Les thèses et antithèses du système des catégories ne contiennent pas la science universelle, quand même l’analyse pourrait poursuivre le développement des synthèses primitives jusqu’à ses dernières limites. « En déroulant ainsi tout le contenu abstrait des catégories, œuvre difficile, sujette à beaucoup d’erreurs, et qui ne peut être le résultat que de travaux collectifs et prolongés, on n’arrivera pourtant qu’à dessiner le squelette de la représentation. Cet ensemble de formes sans vie, immobile, inapte à donner les fonctions particulières, sera le système des règles du savoir, non le tableau de l’esprit et de la nature. Toute la représentation ne consiste pas dans les rapports généraux qui la dirigent ; il faut y joindre une matière des phénomènes déterminés particulièrement, tels que les donne l’expérience, l’ensemble des relations de fait, dans leurs modes concrets, dans leurs modes variables, en un mot, les rapports effectifs de nombre, étendue et durée, les espèces, les changements, les causes, les fins, les personnes, le monde[2]. » La question que se pose la science est donc celle-ci : Une synthèse du monde, c’est-à-dire une synthèse unique et totale des phénomènes objets d’une expérience possible sous une conscience quelconque, peut-elle être faite ?

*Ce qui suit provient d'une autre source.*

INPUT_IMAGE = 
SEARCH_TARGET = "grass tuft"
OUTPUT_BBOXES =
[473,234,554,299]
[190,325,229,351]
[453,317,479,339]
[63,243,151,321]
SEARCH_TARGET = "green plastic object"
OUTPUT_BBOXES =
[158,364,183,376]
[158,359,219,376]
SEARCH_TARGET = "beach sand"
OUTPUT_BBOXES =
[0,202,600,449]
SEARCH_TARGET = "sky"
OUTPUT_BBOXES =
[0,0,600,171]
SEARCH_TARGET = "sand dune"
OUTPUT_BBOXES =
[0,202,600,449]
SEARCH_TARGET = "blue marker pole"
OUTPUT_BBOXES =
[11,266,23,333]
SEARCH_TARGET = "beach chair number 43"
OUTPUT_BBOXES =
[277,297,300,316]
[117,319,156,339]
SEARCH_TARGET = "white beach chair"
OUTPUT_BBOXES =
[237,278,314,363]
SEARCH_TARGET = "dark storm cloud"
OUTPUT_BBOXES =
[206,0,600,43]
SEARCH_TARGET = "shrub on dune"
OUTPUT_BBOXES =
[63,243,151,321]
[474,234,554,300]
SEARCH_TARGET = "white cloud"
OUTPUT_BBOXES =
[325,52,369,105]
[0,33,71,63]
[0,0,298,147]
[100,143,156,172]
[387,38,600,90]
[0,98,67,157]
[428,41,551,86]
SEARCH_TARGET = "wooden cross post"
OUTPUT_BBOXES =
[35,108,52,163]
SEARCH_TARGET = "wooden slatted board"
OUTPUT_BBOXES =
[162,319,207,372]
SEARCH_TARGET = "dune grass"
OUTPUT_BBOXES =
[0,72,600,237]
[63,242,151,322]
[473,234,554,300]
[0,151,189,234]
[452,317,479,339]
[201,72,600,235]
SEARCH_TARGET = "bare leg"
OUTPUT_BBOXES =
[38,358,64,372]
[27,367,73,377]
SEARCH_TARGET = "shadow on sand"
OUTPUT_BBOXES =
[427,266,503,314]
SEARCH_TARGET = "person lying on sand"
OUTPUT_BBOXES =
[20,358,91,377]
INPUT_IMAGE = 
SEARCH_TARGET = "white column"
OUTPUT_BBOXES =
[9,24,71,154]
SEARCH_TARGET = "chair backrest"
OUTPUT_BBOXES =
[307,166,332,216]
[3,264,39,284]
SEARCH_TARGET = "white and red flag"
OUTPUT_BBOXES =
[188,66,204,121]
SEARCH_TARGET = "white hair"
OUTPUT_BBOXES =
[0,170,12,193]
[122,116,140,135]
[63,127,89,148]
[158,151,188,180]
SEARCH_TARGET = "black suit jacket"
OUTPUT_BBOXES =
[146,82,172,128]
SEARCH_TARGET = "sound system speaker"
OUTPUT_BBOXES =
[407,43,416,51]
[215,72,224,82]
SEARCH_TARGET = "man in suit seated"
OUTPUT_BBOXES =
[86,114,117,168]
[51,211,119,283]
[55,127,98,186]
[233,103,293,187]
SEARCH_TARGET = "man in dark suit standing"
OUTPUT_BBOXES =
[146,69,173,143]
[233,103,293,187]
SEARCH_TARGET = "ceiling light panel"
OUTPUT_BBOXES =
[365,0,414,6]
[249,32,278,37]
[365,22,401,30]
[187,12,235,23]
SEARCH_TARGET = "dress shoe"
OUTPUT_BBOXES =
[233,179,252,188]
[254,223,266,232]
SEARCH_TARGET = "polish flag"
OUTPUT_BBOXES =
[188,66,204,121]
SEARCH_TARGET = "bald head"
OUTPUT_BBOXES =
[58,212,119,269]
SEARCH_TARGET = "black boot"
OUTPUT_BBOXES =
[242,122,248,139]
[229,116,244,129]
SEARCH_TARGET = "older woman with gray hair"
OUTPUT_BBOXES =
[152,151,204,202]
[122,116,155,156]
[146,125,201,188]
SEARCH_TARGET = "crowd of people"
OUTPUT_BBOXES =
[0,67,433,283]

La réponse est évidemment négative pour tous ceux qui admettent la régression et la progression à l’infini dans tous les sens. M. Renouvier, on le sait, est contraire à cette théorie. Il reconnaît bien, il est vrai, que d’après les suggestions de l’expérience, d’après l’habitude invétérée que nous avons de passer sans cesse empiriquement de la partie au tout, d’un tout à un tout plus vaste, nous sommes amenés à déclarer le monde, ou le tout des tous, indéterminé et infini de pluralité, de temps, d’espace, sans origine, sans cause, sans fin, sans conscience. Mais, d’après les catégories, il est inadmissible qu’une synthèse réelle, comme l’est le monde dans ses phénomènes passés et présents, ne soit pas déterminée en fait et ne forme pas un nombre effectif. Il n’y a pas là antinomie, ce qui entraînerait la ruine du principe de contradiction et par suite de la science, puisque « le principe d’identité est toujours nécessaire à la position et au jeu des relations ; » il y a seulement une extension illégitime, encore que spontanée, de l’application des catégories[3], qui semble

  1. Logique générale, III, 6.
  2. Id. 7.
  3. Cette extension, déclarée illégitime par M. Renouvier, n’est pas autre chose que la loi de la raison, la loi de l’inconditionné de la doctrine kantienne. C’est sur elle que Kant se fonde, à tort selon moi, pour établir ses antinomies.